Style. Strength. Storz. Sybill Storz: Eight Decades in Pictures and Thoughts

Review by John Riddington Young
North Devon, UK

This is an extraordinary book. When it arrived in my post box, I certainly didn’t like it. When I opened the packet, it was big, heavy and very glitzy. My first thoughts were ‘coffee table book’, so I took it through to look at it, while I drank my morning coffee. The illustrations are excellent; beautifully presented and lots of them. I thought that here there was a definite resonance with Leni Riefenstahl. After having read a chapter (and looked at lots of top grade photography) almost every following morning with my coffee, I really began to like it. I had been told that it was a history of surgery book. It isn’t really; it is a biography of a very remarkable lady, Frau Sybill Storz, and her family’s part in the history of endoscopes. Sybill is the daughter of the legendary Karl Storz, and so her intriguing life story includes the history of how her father, the grandson of a surgical instrument maker in Southern Germany, grew to be the most renowned endoscope manufacturer in the world. It also tells of her vision for the future of endoscopy.
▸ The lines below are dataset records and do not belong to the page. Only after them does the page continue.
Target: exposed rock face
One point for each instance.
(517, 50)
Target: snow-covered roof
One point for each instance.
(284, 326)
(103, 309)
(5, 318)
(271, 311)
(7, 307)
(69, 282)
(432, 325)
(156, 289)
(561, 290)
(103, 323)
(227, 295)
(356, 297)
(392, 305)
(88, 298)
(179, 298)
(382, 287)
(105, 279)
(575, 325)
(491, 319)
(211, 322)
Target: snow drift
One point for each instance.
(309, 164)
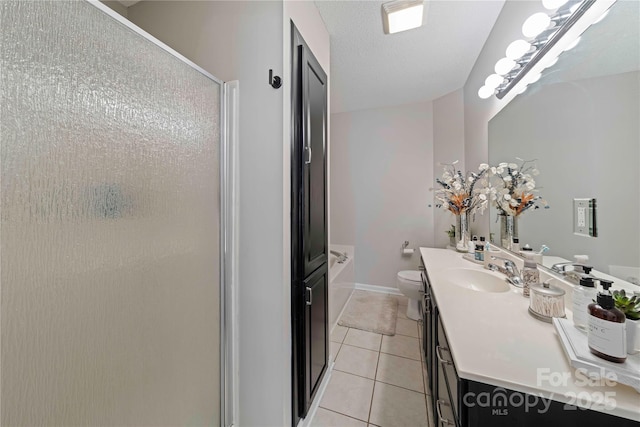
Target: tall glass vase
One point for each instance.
(463, 235)
(508, 230)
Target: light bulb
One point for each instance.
(553, 4)
(517, 48)
(535, 24)
(504, 65)
(493, 81)
(534, 78)
(485, 92)
(604, 15)
(550, 62)
(572, 45)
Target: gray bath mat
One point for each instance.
(371, 311)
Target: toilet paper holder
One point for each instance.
(404, 249)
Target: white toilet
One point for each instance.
(410, 284)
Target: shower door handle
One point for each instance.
(309, 299)
(308, 150)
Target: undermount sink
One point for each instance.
(477, 280)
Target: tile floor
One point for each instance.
(377, 380)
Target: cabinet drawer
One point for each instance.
(448, 369)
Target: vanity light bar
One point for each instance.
(564, 27)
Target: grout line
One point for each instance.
(404, 388)
(374, 386)
(344, 415)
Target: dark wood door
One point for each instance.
(314, 119)
(316, 331)
(309, 236)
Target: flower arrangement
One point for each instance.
(515, 189)
(459, 193)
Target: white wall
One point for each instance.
(382, 169)
(116, 6)
(448, 146)
(243, 40)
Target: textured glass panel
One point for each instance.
(109, 224)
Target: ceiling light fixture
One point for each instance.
(547, 35)
(402, 15)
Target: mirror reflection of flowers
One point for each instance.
(460, 193)
(515, 188)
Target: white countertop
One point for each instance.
(494, 340)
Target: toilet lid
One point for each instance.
(411, 275)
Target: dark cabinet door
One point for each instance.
(309, 235)
(314, 125)
(316, 330)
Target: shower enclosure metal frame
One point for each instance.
(227, 221)
(228, 213)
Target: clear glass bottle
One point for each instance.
(583, 295)
(530, 276)
(607, 336)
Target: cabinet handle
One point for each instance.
(427, 303)
(442, 419)
(310, 295)
(439, 356)
(308, 150)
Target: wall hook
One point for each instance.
(274, 81)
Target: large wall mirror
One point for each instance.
(581, 124)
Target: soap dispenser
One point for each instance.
(530, 275)
(607, 333)
(583, 295)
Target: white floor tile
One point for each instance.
(399, 345)
(357, 361)
(396, 407)
(363, 339)
(338, 333)
(349, 395)
(400, 371)
(407, 327)
(326, 418)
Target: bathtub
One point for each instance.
(341, 281)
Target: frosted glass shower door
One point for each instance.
(110, 249)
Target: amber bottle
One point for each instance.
(607, 334)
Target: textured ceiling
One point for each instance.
(370, 69)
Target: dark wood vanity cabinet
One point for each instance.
(463, 403)
(309, 231)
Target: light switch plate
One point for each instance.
(584, 217)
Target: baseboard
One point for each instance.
(342, 311)
(376, 288)
(307, 421)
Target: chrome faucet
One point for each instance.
(509, 269)
(576, 273)
(342, 257)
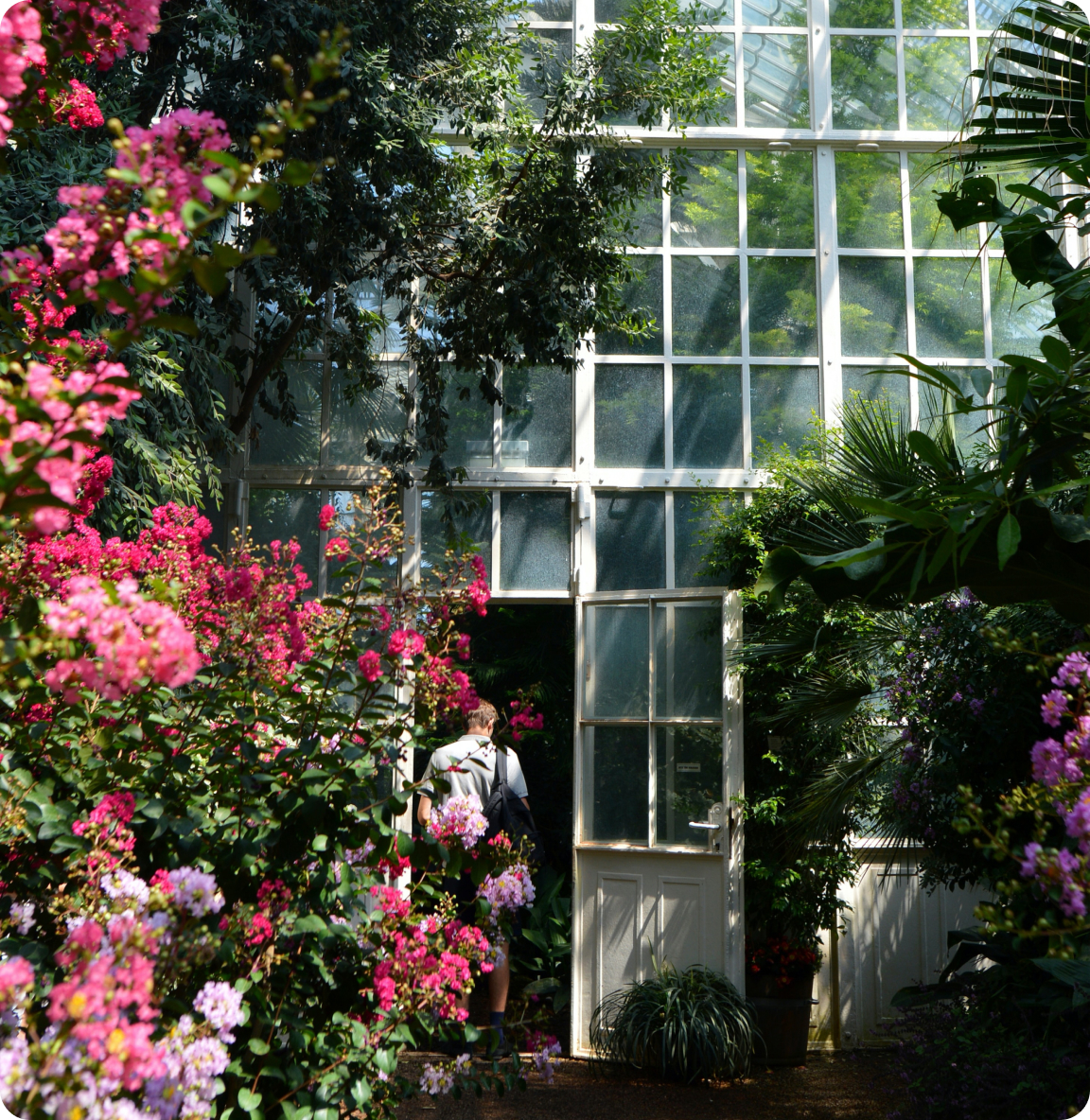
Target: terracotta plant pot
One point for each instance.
(783, 1018)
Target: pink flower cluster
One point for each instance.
(509, 890)
(133, 639)
(77, 104)
(1064, 767)
(546, 1054)
(428, 967)
(41, 430)
(20, 46)
(102, 30)
(458, 819)
(479, 591)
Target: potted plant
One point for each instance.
(780, 987)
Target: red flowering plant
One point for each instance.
(781, 957)
(200, 767)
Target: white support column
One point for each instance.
(828, 285)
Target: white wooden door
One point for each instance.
(658, 755)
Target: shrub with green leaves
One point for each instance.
(687, 1026)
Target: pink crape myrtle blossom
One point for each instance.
(507, 892)
(20, 46)
(132, 639)
(458, 819)
(102, 30)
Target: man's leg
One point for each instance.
(500, 981)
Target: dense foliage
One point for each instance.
(688, 1026)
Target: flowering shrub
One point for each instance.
(781, 957)
(458, 819)
(1046, 895)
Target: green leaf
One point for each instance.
(219, 186)
(309, 923)
(249, 1100)
(212, 278)
(298, 172)
(1007, 539)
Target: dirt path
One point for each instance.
(848, 1087)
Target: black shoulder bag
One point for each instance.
(506, 814)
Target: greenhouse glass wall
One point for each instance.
(807, 254)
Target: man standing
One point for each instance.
(469, 766)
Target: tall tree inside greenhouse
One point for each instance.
(465, 196)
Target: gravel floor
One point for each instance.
(838, 1087)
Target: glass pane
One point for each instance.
(860, 12)
(937, 411)
(774, 12)
(296, 394)
(628, 415)
(949, 316)
(688, 782)
(707, 415)
(941, 13)
(783, 401)
(466, 529)
(777, 80)
(536, 418)
(720, 48)
(344, 502)
(616, 670)
(711, 11)
(706, 217)
(707, 306)
(783, 306)
(469, 421)
(878, 385)
(644, 293)
(372, 421)
(646, 213)
(1017, 314)
(548, 10)
(688, 659)
(937, 82)
(365, 296)
(629, 540)
(542, 67)
(930, 230)
(871, 306)
(535, 541)
(692, 518)
(780, 200)
(869, 201)
(280, 516)
(864, 82)
(615, 783)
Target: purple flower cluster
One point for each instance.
(222, 1006)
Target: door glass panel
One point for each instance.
(688, 782)
(688, 661)
(616, 672)
(615, 783)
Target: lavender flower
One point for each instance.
(222, 1006)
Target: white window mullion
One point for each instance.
(828, 285)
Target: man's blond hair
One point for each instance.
(481, 716)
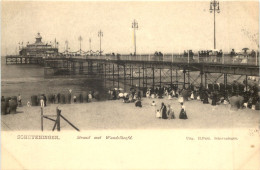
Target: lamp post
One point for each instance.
(67, 43)
(100, 34)
(80, 39)
(135, 27)
(214, 7)
(90, 45)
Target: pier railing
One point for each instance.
(226, 59)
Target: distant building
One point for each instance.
(39, 49)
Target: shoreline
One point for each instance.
(114, 114)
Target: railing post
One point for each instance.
(58, 119)
(223, 58)
(256, 58)
(41, 118)
(188, 57)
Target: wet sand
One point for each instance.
(118, 115)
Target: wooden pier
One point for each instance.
(20, 60)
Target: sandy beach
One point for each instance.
(118, 115)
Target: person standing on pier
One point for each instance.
(163, 111)
(183, 114)
(19, 100)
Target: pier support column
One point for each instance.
(171, 74)
(189, 78)
(113, 72)
(177, 82)
(143, 75)
(132, 76)
(124, 78)
(201, 79)
(184, 78)
(225, 82)
(205, 80)
(160, 77)
(105, 74)
(80, 68)
(118, 76)
(246, 83)
(146, 77)
(139, 78)
(153, 76)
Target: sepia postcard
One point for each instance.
(130, 85)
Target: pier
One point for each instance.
(149, 70)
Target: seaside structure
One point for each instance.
(39, 49)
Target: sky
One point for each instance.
(169, 26)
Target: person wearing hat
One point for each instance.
(183, 114)
(170, 112)
(163, 111)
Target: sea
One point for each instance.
(28, 80)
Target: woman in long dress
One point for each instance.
(170, 113)
(163, 111)
(214, 99)
(183, 114)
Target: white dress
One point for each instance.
(192, 96)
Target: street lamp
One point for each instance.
(90, 45)
(214, 7)
(67, 44)
(100, 34)
(135, 27)
(80, 39)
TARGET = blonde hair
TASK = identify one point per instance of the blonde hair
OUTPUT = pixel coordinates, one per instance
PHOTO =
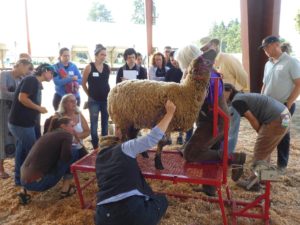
(185, 55)
(61, 109)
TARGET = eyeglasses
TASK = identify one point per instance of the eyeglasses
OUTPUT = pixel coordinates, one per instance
(72, 101)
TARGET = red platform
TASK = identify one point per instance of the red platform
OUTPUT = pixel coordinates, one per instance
(178, 170)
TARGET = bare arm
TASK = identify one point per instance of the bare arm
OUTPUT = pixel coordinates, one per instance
(294, 94)
(86, 130)
(164, 123)
(263, 89)
(141, 144)
(26, 101)
(252, 119)
(85, 76)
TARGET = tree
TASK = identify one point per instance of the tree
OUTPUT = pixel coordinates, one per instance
(100, 13)
(138, 16)
(297, 19)
(229, 36)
The book is written in ‘German English’ (which for some reason, I find much easier to read than Transatlantic English) by a Stuttgart journalist. It is a very personal (interview-style) look at Frau Storz, who is now the ‘materfamilias’ of the company, and a highly intelligent and very talented entrepreneur. (I am sure she would hate to be described as an ‘entrepreneuse’; her outspoken anti-feminism was one of the things that immediately attracted me to her.)

If you are looking for a book on the complete history of endoscopy, you could be disappointed. However, after my initial pessimism, I enjoyed it immensely and found it a fascinating insight into an exceptionally clear-minded, strong-willed, stylish and very Teutonic character. Indeed, it made me want to meet her personally.